Ils s’étaient jurés ça, tous les deux, la mère et le fils : refaire un film ensemble. Ça ne sera pas possible : Siham, la maman de Namir, n’est plus. Face à ce vide béant, le réalisateur a pris sa caméra pour le tourner quand même, ce film… Une évocation sensible, vibrante d’amour et de pudeur : un récit de transmission hanté de lumière, petit bijou de documentaire autobiographique.

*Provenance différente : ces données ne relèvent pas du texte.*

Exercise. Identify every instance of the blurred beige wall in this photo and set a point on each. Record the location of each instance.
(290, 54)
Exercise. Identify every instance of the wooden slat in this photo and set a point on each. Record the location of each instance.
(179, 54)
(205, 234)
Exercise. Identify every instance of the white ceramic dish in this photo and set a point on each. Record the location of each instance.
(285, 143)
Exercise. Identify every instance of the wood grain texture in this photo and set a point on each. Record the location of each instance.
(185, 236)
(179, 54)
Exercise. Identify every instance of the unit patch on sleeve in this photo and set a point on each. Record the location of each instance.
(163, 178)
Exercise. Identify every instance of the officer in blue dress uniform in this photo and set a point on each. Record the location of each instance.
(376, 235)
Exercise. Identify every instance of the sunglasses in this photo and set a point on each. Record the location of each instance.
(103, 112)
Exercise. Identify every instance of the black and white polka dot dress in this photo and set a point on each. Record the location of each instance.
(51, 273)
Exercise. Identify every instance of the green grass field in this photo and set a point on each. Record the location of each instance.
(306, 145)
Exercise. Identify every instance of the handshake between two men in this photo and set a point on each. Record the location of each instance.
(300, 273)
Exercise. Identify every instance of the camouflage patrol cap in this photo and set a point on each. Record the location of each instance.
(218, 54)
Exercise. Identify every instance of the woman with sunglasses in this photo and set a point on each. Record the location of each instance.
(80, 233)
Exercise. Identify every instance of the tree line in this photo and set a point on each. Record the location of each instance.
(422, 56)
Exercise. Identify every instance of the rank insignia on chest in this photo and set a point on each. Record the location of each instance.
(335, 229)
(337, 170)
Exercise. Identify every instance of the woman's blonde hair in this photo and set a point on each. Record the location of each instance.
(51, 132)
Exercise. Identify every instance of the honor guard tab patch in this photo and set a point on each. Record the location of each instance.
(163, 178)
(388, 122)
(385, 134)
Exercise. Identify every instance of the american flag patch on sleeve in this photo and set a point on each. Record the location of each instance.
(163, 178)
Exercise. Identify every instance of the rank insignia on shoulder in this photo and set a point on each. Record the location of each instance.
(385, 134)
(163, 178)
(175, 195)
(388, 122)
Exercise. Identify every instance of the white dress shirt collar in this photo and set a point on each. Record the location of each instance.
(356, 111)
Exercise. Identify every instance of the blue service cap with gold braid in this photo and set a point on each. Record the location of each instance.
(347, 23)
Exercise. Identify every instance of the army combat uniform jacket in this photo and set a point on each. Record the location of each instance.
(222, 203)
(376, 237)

Les mamans sont immortelles… Pour garder vivante la mémoire de Siham, Namir Abdel Messeeh creuse l’histoire familiale, entre Égypte et France. Filmer. Filmer pour fixer, à jamais, la ténacité de l’amour. Pour réparer. Et peut-être, réinventer la vie… Tissé d’images d’hier et d’aujourd’hui, hanté de réminiscences du grand cinéma égyptien, un film sensible et poignant en forme de déclaration d’amour d’un fils à ses parents : qui questionne cette présence qui reste, après : et qui creuse – à travers le souvenir, mais aussi par les chemins de la joie, de l’humour et du rire – cette trajectoire intime et complexe qui mène à l’acceptation, que l’on appelle deuil. Accepter, et reconnaître : faire trace et transmettre : comme l’essence retrouvée de ce qu’est, au fond, le cinéma.
Il passe ses premières années en Egypte avant de s’installer en France où il étudie la réalisation à la Fémis : puis réalise différents courts métrages avant d’aborder des sujets plus intimes avec You, Waguih. Pour Namir Abdel Messeeh, le cinéma c’est la vie ! Filmeur compulsif, il n’a de cesse, de film en film, de se raconter et de raconter les siens, comme dans La vierge, les coptes et moi, qui explore avec humour son rapport à sa terre natale et à sa famille copte.